SUMMER DAYS ON BOLTON LAKE
edited by Hans DePold, town historian
(Published in the Bolton Community News, April 2002)
The following is a page in the life of Ruth Johnson Converse, who as a child spent many happy summers on Bolton Lake. Ruth, who is the grandmother of Tax Collector Lori Converse, gave me a folder a few weeks ago to share with you. Thank you for these great memories of Bolton, Ruth.
"The year was around 1929 when my father hired a builder to build the cottage at Bolton Lake. The small driveway down to the cottages is now called Lakeside Lane. There were three cottages and a vacant lot next to our cottage.
"My father, with my mother Lydia and me, Ruth Johnson Converse, would drive there on what is now called Old Bolton Road, which at that time went through wetlands and marsh. At the end of the old road we came to Gowdy's gas station where my father filled his old Studebaker up with gas. Then up the hill, where we would pass a big white house on the left that was my grandparent's farm, where the veterinary hospital is today. The story goes that grandmother would not move there because Bolton had no electricity and she didn't want to go back to lamps. So grandfather, Mr. Brink, with the help of the Cheneys, for whom he worked, brought electric light poles from Manchester up to Bolton to the farm. This was the first electric wiring in Bolton.
"We would pass the Rainbow Club, as it was called back then. It was painted in stripes of different colors to represent a rainbow. It later became Fiano's Restaurant. On the left was Bolton Notch pond with the railroad tracks running alongside of it. The train station was there and when the trains came through, their whistles could be heard way up at the lake.
"Mr. Haling owned the Bolton Notch quarry that built many buildings in and around Hartford. On to the left was the mountain known for Squaw Cave. The next street on the left was Vernon Street. It had quite a few cottages built on the shores of Bolton Lake. Next on the left was a hotel owned by Mr. and Mrs. Haley. On the main floor was an ice cream and candy store that we kids enjoyed. There was a brown barn on the side of the yard. Mr. Haley cut ice from the lake in the winter and stored it in the barn with piles of sawdust to keep it from melting. My father always stopped to get a block of ice for our icebox. The lake had no electricity, so we had to keep things cold in iceboxes. Mr. Haley also rented rowboats for fishing and for pleasure.
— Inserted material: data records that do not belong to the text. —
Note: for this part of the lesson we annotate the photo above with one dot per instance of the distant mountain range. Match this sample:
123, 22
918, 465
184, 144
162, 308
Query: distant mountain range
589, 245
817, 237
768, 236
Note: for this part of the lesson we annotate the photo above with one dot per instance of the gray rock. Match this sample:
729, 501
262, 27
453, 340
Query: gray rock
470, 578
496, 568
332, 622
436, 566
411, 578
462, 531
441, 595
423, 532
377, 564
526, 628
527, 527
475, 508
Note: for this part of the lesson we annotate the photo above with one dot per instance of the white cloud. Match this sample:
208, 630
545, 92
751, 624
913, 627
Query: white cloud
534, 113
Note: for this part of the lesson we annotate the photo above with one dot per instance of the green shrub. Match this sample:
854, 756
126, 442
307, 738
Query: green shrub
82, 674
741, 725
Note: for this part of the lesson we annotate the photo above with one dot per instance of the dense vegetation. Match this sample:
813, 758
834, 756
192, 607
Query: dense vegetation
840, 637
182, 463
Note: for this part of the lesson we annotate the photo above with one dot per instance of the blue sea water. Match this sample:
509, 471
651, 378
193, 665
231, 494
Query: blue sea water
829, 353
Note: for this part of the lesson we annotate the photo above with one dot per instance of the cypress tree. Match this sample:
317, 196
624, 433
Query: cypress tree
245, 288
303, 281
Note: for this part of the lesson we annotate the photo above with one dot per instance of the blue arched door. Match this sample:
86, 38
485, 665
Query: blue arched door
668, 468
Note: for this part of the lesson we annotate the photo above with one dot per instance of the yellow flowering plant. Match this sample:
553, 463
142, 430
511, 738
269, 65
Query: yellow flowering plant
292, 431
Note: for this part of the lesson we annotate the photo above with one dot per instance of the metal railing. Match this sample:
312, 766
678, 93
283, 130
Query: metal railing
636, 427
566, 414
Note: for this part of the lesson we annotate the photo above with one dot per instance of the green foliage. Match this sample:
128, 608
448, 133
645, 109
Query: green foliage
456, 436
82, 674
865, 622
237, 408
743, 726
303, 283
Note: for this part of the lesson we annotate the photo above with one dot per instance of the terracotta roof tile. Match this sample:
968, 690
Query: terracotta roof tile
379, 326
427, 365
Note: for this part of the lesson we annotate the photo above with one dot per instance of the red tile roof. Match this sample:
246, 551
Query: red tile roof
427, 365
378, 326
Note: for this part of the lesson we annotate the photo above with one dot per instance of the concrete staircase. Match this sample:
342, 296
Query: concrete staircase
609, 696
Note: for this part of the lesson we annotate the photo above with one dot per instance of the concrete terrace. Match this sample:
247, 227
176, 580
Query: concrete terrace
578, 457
"There were about four cottages on the left on the lake before we turned into our lane. The Thompsons owned the farm and a big white house on the hill above the lane where the cottages were.
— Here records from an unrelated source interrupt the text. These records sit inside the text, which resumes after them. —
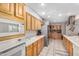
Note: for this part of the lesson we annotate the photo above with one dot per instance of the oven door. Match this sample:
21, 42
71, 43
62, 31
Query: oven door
18, 50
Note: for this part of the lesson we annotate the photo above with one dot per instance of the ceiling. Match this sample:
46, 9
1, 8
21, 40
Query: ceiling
55, 12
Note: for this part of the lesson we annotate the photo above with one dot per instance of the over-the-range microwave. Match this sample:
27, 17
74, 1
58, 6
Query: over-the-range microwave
10, 27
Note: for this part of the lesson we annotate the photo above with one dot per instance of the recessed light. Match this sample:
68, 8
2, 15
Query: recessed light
43, 13
42, 4
48, 16
59, 14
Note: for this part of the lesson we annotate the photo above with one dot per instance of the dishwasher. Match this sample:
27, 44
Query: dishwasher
18, 50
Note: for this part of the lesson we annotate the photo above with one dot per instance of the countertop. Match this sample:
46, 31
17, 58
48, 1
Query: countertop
33, 39
73, 39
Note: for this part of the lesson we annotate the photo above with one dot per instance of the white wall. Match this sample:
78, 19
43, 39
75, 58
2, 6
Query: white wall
29, 10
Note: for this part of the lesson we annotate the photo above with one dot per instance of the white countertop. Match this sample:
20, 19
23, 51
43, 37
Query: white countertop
7, 44
73, 39
33, 39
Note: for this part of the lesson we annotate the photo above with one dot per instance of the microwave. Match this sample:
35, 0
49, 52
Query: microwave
10, 27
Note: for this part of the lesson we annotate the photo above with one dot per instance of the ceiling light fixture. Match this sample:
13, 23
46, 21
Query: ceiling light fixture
43, 13
42, 4
48, 16
60, 15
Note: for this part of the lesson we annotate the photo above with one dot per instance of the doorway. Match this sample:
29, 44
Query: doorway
54, 31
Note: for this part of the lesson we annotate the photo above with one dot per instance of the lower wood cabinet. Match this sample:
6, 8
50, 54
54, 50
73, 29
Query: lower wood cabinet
29, 50
68, 46
35, 48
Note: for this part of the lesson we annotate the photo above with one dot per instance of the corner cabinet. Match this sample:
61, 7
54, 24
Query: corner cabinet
7, 8
19, 10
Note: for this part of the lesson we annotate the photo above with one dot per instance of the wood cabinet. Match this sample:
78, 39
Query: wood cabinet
28, 21
68, 45
33, 23
36, 25
29, 50
7, 8
55, 31
35, 48
39, 46
19, 10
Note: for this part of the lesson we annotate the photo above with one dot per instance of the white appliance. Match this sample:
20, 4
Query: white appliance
14, 51
13, 47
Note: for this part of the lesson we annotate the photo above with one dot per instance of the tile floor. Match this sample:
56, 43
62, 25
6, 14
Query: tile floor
55, 48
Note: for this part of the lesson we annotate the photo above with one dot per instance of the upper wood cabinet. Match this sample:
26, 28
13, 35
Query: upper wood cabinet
28, 21
19, 10
7, 8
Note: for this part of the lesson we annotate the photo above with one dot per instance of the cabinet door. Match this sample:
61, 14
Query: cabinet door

"Some hot weekends my folks, Phil and Lydia Johnson, and myself would get everything ready in the car to drive up to the lake to go swimming to cool off. Sometimes when we got there the lake would be dry. The Willimantic Thread Mill would use lake water for their power and empty the lake. However, it was a good time for all the men to go into the dry lake and clean up all the cedar stumps. They would put them in a huge pile and have a big bonfire. The lake was Cedar Swamp at one time, because it had so many cedar trees. The lake was usually full with good clean fresh water and a delight to jump in to swim. My father bought me water wings to teach me how to swim. They were made of heavy material with a wooden mouthpiece to blow them up. Families had wooden rowboats and some had small engines on the back. Men used them to troll to catch their fish.
"A friend and I would walk the stone wall in front of the cottages all the way around to the dam. Near the dam the land was all wet and marshy. From the dam we saw Mr. Hull's boathouse and all his land across from the dam. In the summertime, we would walk up the highway past the old 18th century Bolton cemetery, and come to the house where the Methodist minister lived. It had an open porch at that time where he would hang a cage with his pet parrot in it. We would call to the parrot and the parrot would answer back. We would go to the Methodist Strawberry Festival. We would eat our shortcake on Mr. and Mrs. Perrett's lawn, which was on the opposite corner from the church on South Road. They had tables and chairs set up for us to use. There was also a puppet show to watch.
"There was a small meat and grocery store owned by Al Skinner on the lane that is now called North Road. The land between the lake and North Road was developed in later years to what is now Keeney Drive and the state owned the boat launch."